India was ‘destroyed’ by the internal weakness of the Mughal establishment and the ability of local potentates to usurp the power of Mughal officials. Did you ever hear of the Maratha Confederacy, the sacking of Dehli by the Persians and Afghans? It was British policy in the beginning with it’s factories in Calcutta and whatnot, to not have colonies in Asia. It was only when the advent of instability threatened the stability of trade (and the lucre of land taxes) did the EIC actually have to govern.

I don’t see how becoming a producer of resources is necessarily a bad thing in consideration to the fact that India is a vast territory which compromised of various resources which could be manufactured more efficiently in the factories of Industrial revolution era UK, which I might add, was a major factor in relation to the UKs economic power.

India by the time of Independence, had a surplus in its central bank and it’s economy albeit slowly had been growing for most of the century upward with also the tax burden for the average Indian lower than in Mughal-era India.

And this also ignores the large scale investments the British Government put into India itself, such as the railway system, educational institutions, infrastructure of a modern government (ICS) and the fact that we left India through the efforts of an Indian educated at Oxford who had trained as a lawyer.

I’m nit picking, but the guy did not conquer India, he acquired Bengal, and if by anything, India was a gradual conquest, not something which was taken in one swoop, it took at least 157 years.

Well, now you’re opening the door to a more specific topic, not empire-as-such but the whole nearly-500-year run of European colonial imperialism, and all the carnage and progress it caused, and all the transformative effects it had on the world for good and for ill. I doubt any consensus will ever be reached on whether that was a good thing or a bad thing on balance. But, again, you should be able to see why people who are not Europeans or of European-derived cultures should have a problem with that, just on general principles.

And the American “empire” or whatever you call it can reasonably be taken – certainly we should expect nonwhite foreigners to take it – as merely the latest iteration of European colonial imperialism.

Perhaps I could’ve worded that better . . .

No, actually, it’s perfect.

Why does it have to have a racial element in it. If anything it’s more cultural than racial.

Unless you’re saying Martin Luther King, who was within the confines of European inspired culture, is not by and large a product of European values.

That’s why I said "nonwhite foreigners."

MLK is black, does his values which were from the US a continuance of European cultural imperialism, that’s what I’m getting at.

Another what-if was Lord Jeffery Amherst.
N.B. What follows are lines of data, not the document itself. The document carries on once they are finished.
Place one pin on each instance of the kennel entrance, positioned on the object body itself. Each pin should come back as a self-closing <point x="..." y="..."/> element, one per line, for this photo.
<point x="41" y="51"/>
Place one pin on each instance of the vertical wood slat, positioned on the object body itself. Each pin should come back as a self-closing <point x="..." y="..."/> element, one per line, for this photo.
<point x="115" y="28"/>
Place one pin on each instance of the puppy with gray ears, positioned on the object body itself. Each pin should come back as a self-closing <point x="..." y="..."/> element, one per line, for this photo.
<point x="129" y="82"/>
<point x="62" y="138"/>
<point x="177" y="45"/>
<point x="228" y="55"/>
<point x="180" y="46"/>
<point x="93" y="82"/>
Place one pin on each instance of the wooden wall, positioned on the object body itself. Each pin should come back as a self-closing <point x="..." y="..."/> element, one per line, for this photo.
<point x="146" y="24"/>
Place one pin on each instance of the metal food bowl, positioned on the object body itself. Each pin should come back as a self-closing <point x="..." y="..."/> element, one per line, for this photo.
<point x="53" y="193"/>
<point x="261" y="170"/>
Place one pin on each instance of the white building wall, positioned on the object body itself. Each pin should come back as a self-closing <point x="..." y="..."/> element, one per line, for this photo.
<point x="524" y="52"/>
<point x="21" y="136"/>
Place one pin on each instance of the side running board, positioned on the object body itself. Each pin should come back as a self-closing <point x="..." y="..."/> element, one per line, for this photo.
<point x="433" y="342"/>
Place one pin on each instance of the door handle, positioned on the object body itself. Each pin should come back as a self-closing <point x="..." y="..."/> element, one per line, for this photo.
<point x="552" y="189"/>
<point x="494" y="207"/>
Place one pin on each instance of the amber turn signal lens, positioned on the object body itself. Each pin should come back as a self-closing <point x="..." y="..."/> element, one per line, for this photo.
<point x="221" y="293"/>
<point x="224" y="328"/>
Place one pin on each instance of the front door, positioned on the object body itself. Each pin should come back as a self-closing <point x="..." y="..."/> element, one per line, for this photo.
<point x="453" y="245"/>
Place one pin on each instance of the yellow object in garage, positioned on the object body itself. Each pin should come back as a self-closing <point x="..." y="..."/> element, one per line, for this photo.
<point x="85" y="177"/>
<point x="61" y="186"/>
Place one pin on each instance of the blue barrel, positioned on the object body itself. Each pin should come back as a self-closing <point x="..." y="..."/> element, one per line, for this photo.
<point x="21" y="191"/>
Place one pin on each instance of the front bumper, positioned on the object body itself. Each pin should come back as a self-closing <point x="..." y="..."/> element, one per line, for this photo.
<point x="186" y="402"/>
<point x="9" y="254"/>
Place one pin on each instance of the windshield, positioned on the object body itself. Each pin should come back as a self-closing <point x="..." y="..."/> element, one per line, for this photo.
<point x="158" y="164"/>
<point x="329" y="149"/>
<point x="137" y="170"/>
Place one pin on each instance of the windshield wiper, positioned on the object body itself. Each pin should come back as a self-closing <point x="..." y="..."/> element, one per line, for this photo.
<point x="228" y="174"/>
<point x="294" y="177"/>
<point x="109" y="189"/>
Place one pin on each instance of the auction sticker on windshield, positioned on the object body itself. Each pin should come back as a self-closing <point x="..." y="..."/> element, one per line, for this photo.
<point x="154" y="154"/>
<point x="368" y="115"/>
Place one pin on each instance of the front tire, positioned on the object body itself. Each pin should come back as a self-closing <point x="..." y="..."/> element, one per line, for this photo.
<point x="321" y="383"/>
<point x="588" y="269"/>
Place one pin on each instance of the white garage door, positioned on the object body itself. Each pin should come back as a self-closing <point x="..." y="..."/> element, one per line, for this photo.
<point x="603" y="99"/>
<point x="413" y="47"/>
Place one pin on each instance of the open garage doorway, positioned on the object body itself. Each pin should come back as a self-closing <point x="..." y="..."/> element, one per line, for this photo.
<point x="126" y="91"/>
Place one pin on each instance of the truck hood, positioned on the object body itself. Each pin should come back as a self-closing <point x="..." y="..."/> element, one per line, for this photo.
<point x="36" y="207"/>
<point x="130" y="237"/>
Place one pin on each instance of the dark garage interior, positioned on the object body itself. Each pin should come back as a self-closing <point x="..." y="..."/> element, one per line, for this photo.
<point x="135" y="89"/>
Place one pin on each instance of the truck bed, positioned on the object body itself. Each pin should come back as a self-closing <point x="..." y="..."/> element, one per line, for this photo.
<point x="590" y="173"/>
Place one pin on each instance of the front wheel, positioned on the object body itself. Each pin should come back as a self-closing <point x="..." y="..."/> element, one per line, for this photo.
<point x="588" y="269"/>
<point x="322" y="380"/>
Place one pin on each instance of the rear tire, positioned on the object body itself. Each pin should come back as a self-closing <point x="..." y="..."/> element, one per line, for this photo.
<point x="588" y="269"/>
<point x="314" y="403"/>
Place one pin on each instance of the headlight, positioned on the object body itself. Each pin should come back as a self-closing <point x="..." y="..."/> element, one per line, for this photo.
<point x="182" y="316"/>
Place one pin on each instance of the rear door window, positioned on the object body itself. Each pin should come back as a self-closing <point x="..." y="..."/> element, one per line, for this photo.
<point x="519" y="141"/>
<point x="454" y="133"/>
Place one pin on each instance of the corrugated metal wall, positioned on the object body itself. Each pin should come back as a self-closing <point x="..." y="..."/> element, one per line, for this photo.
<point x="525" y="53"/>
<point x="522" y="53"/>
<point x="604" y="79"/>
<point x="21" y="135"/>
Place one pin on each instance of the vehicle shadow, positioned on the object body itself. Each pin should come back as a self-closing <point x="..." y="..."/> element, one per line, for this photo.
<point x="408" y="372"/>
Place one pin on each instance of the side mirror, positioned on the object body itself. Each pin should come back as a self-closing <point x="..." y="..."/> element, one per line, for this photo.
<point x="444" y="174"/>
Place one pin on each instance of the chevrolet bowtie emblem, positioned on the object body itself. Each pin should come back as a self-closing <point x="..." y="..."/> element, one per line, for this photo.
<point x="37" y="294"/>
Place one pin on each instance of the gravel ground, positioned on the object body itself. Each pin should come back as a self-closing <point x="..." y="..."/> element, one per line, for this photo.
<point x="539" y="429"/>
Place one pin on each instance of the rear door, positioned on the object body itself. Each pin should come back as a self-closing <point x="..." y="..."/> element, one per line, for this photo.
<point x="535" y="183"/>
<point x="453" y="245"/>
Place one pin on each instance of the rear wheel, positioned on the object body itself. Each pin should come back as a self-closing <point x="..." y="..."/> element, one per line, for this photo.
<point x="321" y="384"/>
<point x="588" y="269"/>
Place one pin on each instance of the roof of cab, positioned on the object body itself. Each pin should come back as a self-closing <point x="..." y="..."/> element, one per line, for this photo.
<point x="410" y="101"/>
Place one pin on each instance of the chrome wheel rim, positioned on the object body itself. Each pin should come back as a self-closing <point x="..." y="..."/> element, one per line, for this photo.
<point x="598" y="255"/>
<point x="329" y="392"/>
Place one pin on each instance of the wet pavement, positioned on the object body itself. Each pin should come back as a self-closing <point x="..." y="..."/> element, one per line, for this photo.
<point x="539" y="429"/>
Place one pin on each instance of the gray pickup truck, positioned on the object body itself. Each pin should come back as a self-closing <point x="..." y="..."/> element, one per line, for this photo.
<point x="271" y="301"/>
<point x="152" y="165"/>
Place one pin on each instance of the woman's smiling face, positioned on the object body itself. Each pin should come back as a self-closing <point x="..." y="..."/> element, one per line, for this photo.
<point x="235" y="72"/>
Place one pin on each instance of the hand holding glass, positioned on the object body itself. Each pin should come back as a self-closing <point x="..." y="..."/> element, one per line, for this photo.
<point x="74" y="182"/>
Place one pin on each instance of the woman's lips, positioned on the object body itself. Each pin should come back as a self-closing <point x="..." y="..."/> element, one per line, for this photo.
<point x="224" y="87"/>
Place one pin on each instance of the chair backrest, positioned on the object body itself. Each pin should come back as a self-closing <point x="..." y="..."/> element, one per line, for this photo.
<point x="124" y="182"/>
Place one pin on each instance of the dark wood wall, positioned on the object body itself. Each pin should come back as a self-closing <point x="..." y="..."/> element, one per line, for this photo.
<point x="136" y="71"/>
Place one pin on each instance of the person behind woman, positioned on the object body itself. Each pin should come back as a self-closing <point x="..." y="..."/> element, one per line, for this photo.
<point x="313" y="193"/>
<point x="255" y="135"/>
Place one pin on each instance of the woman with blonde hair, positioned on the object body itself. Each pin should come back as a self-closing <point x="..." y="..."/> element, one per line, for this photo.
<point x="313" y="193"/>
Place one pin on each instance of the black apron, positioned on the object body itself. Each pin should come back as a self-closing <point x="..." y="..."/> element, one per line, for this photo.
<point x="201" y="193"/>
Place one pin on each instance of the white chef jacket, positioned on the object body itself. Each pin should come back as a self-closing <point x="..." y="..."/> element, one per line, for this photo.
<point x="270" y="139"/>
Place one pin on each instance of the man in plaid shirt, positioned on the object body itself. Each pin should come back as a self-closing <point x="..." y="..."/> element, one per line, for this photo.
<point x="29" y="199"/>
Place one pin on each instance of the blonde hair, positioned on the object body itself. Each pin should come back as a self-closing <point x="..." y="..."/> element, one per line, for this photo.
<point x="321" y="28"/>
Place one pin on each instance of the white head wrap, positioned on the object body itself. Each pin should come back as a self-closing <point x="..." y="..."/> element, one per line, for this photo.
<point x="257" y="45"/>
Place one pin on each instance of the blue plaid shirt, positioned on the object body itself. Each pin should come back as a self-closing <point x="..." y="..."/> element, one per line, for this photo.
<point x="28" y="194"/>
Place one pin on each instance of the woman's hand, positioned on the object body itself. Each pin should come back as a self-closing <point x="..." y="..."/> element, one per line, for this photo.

Amherst had fought in North America during the Seven Years War and Pontiac’s Rebellion and he was one of the senior generals in the British army. He was considered to be the first choice to command the British forces when the colonies declared independence. But Amherst was very ambivalent about the job - he sympathized with the Americans (several of whom he knew) and appreciated that defeating them would not be as easy as Parliament and the King expected. So he had his name withdrawn.

Well, yes and no. One would have assumed so – that is, African-Americans’ loyalty to the U.S. at least as against all foreigners was something that for most of American history (post-1866) could be safely assumed – but MLK flourished in a time when more flamboyant black activists were snarling, “No Viet Cong ever called me ‘nigger’!” But I’m pretty sure that’s all in the past now and African-Americans are for most purposes simply Americans, i.e., about-as-imperialist-as-the-white-people.

That’s a cop out, you were saying that America was just another extention of European Imperialism against the coloured people of the world, when the said country you described, had people of colour who adapted so called ‘White’ legalities and used them for their own advantage, which in turn inspired many more copycat style protests around the world.

Go back to post #70. Read for comprehension.

You mean a requirement to fly in an American warplane so that he could land on the deck of an Aircraft carrier? Sorry, but that stunt was right out of some Soviet imperial playbook and the subjects ate it up.